Too many businesses Stick to process and don’t put enough trust in their people and it’s holding them back when it comes to innovation, particularly digital innovation.
That was the message from Carsales.com.au’s chief information and product officer Ajay Bhatia, who was speaking at the B&T-sponsored Daze of Disruption at Crown Casino in Melbourne this morning.
Bhatia actually started his presentation by showing photos of famous Australian sporting stars and successful Australian digital entrepreneurs. Unsurprisingly, most in the audience could name the likes of Shane Warne, Cathy Freeman and Sally Pearson but few got the names of the entrepreneurs whose businesses were worth billions and employed tens of thousands. “We just don’t value our innovators.
“Too many business just rely on process,” Bhatia told the audience. “Most businesses fear chaos but chaos is where the innovation comes from. Sure you don’t want total chaos but the right amount is good.
“And when you innovate, when you have that right level of chaos, then another benefit of that is it attracts good people to your business.

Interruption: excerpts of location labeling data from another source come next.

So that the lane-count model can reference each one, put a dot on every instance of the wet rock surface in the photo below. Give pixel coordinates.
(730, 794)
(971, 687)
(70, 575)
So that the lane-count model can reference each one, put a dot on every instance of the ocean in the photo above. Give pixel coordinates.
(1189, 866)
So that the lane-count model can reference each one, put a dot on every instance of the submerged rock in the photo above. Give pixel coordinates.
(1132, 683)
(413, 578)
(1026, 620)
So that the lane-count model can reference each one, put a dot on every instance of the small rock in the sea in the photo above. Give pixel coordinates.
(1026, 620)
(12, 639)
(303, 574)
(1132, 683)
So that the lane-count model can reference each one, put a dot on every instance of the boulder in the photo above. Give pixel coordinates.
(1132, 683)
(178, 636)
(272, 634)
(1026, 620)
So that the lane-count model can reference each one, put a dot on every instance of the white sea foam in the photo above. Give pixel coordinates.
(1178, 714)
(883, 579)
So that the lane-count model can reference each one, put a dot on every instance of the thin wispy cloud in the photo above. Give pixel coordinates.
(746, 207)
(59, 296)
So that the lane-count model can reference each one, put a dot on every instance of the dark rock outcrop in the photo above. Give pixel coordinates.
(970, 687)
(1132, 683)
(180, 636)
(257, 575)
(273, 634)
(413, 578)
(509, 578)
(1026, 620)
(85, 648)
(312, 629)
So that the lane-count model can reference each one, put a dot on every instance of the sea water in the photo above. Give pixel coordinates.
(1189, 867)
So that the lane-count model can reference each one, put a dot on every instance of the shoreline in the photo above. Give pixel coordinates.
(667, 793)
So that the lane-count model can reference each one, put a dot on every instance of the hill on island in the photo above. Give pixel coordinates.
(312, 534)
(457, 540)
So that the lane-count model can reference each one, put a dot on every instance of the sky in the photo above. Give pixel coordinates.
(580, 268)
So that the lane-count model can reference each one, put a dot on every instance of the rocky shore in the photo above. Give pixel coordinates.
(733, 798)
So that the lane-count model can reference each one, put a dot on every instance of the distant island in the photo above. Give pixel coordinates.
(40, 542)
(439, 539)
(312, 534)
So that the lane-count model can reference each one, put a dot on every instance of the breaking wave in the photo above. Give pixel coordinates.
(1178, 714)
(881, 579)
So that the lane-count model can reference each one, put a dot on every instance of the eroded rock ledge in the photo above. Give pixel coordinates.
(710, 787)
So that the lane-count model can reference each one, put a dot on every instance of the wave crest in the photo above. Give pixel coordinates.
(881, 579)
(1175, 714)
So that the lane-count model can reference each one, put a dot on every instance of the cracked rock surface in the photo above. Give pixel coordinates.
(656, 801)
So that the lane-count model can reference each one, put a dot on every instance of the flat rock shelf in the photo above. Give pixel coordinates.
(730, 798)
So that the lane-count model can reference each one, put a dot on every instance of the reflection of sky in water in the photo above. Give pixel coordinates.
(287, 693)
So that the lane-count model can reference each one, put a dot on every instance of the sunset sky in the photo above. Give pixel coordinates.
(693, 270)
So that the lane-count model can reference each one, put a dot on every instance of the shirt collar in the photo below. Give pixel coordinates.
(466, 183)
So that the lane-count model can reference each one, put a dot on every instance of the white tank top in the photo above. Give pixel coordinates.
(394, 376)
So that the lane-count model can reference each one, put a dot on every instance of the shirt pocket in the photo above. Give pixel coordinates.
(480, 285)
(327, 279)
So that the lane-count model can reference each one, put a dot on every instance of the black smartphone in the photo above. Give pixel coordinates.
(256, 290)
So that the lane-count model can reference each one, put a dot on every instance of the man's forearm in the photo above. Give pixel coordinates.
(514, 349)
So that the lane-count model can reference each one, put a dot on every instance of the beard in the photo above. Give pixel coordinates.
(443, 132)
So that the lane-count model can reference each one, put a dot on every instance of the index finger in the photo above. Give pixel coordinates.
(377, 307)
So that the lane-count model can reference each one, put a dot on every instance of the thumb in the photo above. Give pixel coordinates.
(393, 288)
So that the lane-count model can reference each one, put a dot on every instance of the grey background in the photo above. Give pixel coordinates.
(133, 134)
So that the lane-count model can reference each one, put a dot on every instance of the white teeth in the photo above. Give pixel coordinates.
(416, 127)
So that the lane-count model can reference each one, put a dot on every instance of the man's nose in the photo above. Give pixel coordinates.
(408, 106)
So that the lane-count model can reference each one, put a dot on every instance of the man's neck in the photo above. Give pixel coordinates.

“The more process (you heap) on a business then the less talent you will have, less process means you will attract better talent,” he said.
Another innovation that Carsales.com.au had introduced, Bhatia revealed, was getting staff away from the day to day processes and in front of customers. That way, he said, staff could experience customers’ gripes and frustrations first-hand and come-up with solutions to solve them.
He said the business employed a number of immigrants to handle customer queries whose English wasn’t always the best. “But we’d prefer people and not machines responded to our customers. We’d far prefer they received a response – albeit it with a few spelling mistakes – and the problem was solved rather than just some nice email with perfect grammar but nothing happens.”